Objective
Investigate the cardiorespiratory effects of noninvasive neurally adjusted ventilatory assist (NIV‐NAVA), nonsynchronized nasal intermittent positive pressure ventilation (NIPPV), and nasal continuous positive airway pressure (NCPAP) shortly after extubation.
Hypothesis
Types of noninvasive pressure support and the presence of synchronization may affect cardiorespiratory parameters.
Study Design
Randomized crossover trial.
Patient–Subject Selection
Infants with birth weight (BW) 1250 g or under, undergoing their first planned extubation were randomly assigned to all three modes using a computer‐generated sequence.
Methodology
Electrocardiogram and electrical activity of the diaphragm (Edi) were recorded for 30 min on each mode.
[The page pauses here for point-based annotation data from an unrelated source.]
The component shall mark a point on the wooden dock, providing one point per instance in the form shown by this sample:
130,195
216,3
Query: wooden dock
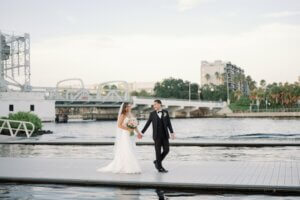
250,177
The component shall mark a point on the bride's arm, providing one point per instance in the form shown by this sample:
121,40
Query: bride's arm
120,123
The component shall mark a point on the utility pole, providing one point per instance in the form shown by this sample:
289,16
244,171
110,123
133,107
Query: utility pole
227,74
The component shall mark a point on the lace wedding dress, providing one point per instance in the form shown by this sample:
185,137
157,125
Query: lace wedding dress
125,159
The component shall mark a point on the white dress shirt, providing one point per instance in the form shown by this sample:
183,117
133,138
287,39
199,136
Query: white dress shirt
159,113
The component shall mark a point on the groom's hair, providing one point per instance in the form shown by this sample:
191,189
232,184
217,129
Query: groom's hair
158,101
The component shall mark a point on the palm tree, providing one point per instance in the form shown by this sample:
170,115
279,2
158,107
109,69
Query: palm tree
238,94
263,83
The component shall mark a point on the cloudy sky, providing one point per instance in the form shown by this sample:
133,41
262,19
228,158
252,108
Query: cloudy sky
148,40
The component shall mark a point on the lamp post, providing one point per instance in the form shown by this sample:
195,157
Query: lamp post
227,73
189,92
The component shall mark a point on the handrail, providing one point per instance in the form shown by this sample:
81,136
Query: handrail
14,131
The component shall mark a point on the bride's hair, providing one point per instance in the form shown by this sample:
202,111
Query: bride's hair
124,108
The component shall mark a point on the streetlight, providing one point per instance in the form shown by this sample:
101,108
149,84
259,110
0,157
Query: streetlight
228,100
189,92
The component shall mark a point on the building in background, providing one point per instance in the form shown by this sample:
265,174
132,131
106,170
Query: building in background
139,86
219,72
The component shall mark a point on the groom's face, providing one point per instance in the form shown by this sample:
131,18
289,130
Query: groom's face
156,106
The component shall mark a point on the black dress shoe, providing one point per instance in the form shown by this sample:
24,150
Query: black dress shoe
155,163
164,170
160,170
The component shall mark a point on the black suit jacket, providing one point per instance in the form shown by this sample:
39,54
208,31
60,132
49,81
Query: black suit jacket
153,117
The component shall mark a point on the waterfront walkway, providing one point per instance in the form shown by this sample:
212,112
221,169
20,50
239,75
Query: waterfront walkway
250,177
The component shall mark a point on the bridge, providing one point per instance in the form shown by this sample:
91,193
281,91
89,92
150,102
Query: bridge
179,107
71,96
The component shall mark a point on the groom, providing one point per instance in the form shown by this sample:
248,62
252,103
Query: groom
161,123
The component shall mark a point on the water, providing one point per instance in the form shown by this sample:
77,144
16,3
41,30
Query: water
287,130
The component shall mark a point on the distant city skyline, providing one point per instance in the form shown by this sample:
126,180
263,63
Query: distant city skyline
146,41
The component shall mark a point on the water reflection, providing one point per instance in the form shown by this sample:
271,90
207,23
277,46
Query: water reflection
147,153
195,129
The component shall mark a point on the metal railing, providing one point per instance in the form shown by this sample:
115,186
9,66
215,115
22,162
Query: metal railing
14,127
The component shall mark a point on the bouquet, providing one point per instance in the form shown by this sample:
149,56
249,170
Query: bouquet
132,124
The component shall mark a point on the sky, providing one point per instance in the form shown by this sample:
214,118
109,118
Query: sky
149,40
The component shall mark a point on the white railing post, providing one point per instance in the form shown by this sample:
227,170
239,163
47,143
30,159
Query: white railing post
18,129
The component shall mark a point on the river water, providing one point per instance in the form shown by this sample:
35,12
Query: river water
204,129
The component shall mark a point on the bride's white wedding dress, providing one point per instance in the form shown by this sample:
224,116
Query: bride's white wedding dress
125,159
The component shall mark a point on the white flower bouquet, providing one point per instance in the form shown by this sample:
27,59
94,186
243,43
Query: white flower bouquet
132,124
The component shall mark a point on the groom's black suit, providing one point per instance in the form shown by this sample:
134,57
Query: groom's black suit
160,133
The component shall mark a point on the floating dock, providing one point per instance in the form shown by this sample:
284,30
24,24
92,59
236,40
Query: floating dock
227,177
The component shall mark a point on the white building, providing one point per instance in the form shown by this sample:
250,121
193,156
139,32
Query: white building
35,102
218,72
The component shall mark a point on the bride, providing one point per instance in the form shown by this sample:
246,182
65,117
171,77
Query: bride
125,159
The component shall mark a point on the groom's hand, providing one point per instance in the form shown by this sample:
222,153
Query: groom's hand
172,136
140,136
Analysis of heart rate variability (HRV), diaphragmatic activity (Edi area, breath area, amplitude, inspiratory and expiratory times), and respiratory variability were compared between modes.
Results
Twenty‐three infants had full data recordings and analysis: Median (IQR) gestational age = 25.9 weeks (25.2–26.4), BW = 760 g (595–900), and postnatal age 7 (4–19) days. There were no differences in HRV between modes. A significantly reduced Edi area and breath amplitude, and increased coefficient of variation (CV) of breath amplitude were observed during NIV‐NAVA and NIPPV compared to NCPAP. A higher proportion of assisted breaths (99% vs. 51%; p < .001) provided a higher mean airway pressure (MAP; 9.4 vs. 8.2 cmH2O; p = .002) with lower peak inflation pressures (PIPs; 14 vs. 16 cmH2O; p < .001) during NIV‐NAVA compared to NIPPV.
Conclusions
NIV‐NAVA and NIPPV applied shortly after extubation were associated with lower respiratory efforts and higher respiratory variability. These effects were more evident for NIV‐NAVA where optimal patient–ventilator synchronization provided a higher MAP with lower PIPs.